Wie Gegenüberstellungen manipuliert werden können

Große Zweifel an der Verlässlichkeit von Augenzeugen lässt auch eine Studie von Stadler aus den frühen neunziger Jahren aufkommen. Zeugen sollten in diesem Experiment bei einer Gegenüberstellung den Tatverdächtigen identifizieren. Das Besondere des Experiments bestand darin, dass neben einer Reihe von zivil gekleideten Polizisten ein Tatverdächtiger aus einem anderen Straftatsfall positioniert wurde. Die Zeugen sollten diesen nicht identifizieren können, da sie ihn bei der Gegenüberstellung zum ersten Mal sahen. Trotzdem wurde er überdurchschnittlich häufig als Täter erkannt. Wie konnte das geschehen?

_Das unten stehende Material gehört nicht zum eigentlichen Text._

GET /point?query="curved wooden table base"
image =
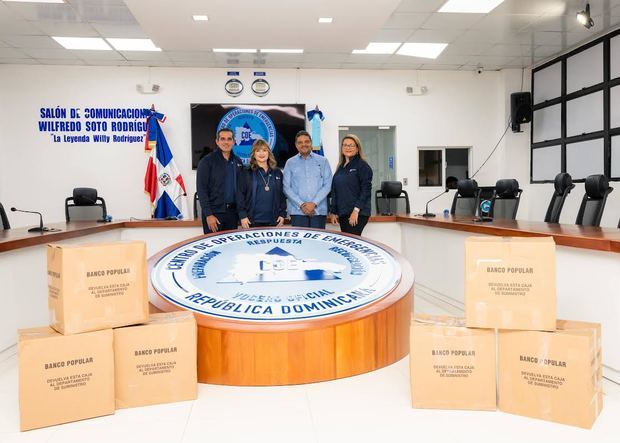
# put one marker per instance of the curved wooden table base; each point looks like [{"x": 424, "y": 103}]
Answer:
[{"x": 242, "y": 353}]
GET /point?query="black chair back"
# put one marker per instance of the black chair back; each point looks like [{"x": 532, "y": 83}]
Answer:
[
  {"x": 384, "y": 198},
  {"x": 594, "y": 200},
  {"x": 197, "y": 209},
  {"x": 563, "y": 185},
  {"x": 466, "y": 199},
  {"x": 4, "y": 220},
  {"x": 505, "y": 201},
  {"x": 85, "y": 205}
]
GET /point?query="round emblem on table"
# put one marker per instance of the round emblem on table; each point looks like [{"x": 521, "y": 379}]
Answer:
[
  {"x": 260, "y": 87},
  {"x": 275, "y": 274},
  {"x": 248, "y": 125},
  {"x": 233, "y": 87}
]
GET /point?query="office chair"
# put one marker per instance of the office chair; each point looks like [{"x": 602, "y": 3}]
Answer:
[
  {"x": 563, "y": 185},
  {"x": 197, "y": 209},
  {"x": 4, "y": 220},
  {"x": 466, "y": 199},
  {"x": 593, "y": 202},
  {"x": 505, "y": 200},
  {"x": 390, "y": 190},
  {"x": 85, "y": 205}
]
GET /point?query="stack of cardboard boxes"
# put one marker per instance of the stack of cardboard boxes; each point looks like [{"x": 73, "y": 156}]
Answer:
[
  {"x": 510, "y": 352},
  {"x": 102, "y": 351}
]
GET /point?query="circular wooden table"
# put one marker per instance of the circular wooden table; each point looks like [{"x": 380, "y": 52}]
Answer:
[{"x": 250, "y": 353}]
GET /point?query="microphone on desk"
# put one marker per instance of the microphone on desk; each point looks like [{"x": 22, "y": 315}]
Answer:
[
  {"x": 430, "y": 214},
  {"x": 39, "y": 228}
]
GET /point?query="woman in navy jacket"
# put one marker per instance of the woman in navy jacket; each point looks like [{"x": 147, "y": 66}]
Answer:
[
  {"x": 351, "y": 188},
  {"x": 260, "y": 191}
]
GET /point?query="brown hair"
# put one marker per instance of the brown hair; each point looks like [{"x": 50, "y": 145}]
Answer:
[
  {"x": 261, "y": 144},
  {"x": 358, "y": 143},
  {"x": 301, "y": 134}
]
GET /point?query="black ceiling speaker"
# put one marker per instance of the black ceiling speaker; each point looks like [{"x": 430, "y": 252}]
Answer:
[{"x": 520, "y": 109}]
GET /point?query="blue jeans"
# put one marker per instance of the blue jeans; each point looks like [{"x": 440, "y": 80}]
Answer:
[{"x": 303, "y": 221}]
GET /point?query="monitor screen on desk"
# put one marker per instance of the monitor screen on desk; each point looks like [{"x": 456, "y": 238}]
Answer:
[{"x": 276, "y": 124}]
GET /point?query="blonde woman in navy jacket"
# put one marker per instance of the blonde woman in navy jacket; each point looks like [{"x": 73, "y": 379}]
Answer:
[
  {"x": 260, "y": 191},
  {"x": 351, "y": 188}
]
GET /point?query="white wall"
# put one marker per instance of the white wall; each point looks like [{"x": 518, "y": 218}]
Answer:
[{"x": 460, "y": 109}]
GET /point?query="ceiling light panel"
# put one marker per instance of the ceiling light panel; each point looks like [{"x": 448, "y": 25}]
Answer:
[
  {"x": 423, "y": 50},
  {"x": 282, "y": 51},
  {"x": 470, "y": 6},
  {"x": 133, "y": 44},
  {"x": 378, "y": 48},
  {"x": 90, "y": 43},
  {"x": 35, "y": 1}
]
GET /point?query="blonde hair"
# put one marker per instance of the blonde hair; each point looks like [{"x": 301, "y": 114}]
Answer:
[
  {"x": 358, "y": 143},
  {"x": 261, "y": 144}
]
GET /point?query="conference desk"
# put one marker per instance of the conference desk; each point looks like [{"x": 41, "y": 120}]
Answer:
[{"x": 588, "y": 264}]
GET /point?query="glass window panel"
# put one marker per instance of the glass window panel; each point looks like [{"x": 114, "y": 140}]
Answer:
[
  {"x": 615, "y": 156},
  {"x": 584, "y": 114},
  {"x": 547, "y": 123},
  {"x": 584, "y": 158},
  {"x": 430, "y": 167},
  {"x": 615, "y": 57},
  {"x": 548, "y": 83},
  {"x": 584, "y": 69},
  {"x": 546, "y": 162},
  {"x": 615, "y": 107}
]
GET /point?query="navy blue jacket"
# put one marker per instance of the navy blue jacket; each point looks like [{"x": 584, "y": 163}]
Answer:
[
  {"x": 211, "y": 181},
  {"x": 246, "y": 188},
  {"x": 351, "y": 188}
]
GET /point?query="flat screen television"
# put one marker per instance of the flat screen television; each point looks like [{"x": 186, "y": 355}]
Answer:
[{"x": 276, "y": 124}]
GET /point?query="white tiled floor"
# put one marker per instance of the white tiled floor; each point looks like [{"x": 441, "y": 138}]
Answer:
[{"x": 372, "y": 407}]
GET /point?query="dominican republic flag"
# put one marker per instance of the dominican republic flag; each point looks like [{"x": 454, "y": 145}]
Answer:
[
  {"x": 163, "y": 181},
  {"x": 316, "y": 117}
]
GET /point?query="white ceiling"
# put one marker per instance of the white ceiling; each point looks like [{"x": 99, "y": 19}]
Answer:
[{"x": 518, "y": 33}]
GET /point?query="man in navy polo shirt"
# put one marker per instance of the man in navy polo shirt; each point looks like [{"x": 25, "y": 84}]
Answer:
[
  {"x": 216, "y": 183},
  {"x": 307, "y": 182}
]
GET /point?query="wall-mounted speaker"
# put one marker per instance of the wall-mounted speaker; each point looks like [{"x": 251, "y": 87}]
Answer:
[{"x": 520, "y": 109}]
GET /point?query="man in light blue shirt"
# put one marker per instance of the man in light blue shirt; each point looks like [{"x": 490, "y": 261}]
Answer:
[{"x": 307, "y": 182}]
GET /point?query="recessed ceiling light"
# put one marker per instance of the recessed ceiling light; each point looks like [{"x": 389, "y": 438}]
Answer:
[
  {"x": 235, "y": 50},
  {"x": 133, "y": 44},
  {"x": 282, "y": 51},
  {"x": 424, "y": 50},
  {"x": 470, "y": 6},
  {"x": 378, "y": 48},
  {"x": 35, "y": 1},
  {"x": 92, "y": 43}
]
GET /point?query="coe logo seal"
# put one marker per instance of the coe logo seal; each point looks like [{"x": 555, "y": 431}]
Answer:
[
  {"x": 248, "y": 125},
  {"x": 275, "y": 274}
]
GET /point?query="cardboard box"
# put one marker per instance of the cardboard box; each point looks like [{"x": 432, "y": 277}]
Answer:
[
  {"x": 452, "y": 367},
  {"x": 553, "y": 376},
  {"x": 96, "y": 286},
  {"x": 64, "y": 378},
  {"x": 156, "y": 362},
  {"x": 510, "y": 283}
]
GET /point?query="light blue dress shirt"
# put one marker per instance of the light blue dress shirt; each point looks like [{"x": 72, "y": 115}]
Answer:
[{"x": 307, "y": 180}]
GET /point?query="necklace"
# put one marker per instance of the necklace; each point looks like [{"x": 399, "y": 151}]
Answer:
[{"x": 265, "y": 181}]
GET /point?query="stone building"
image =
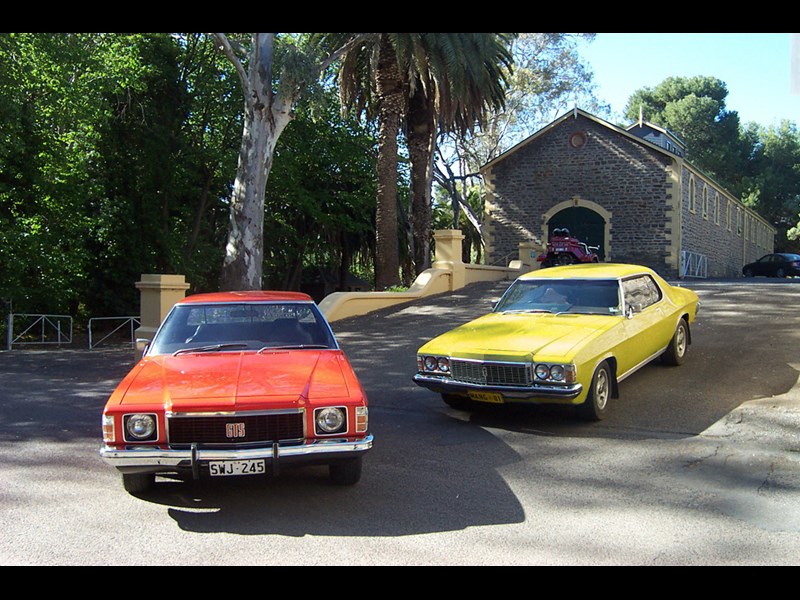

Die Erklärung liegt darin, dass sich eine aktuell tatverdächtige Person anders verhält, als die hinzugestellten Polizisten, für die das möglicherweise eine öfters vorkommende Dienstaufgabe ist. Die Andersartigkeit des Verhaltens zieht die Aufmerksamkeit des Zeugen auf sich, so dass es leicht zu der falschen Beschuldigung kommen kann.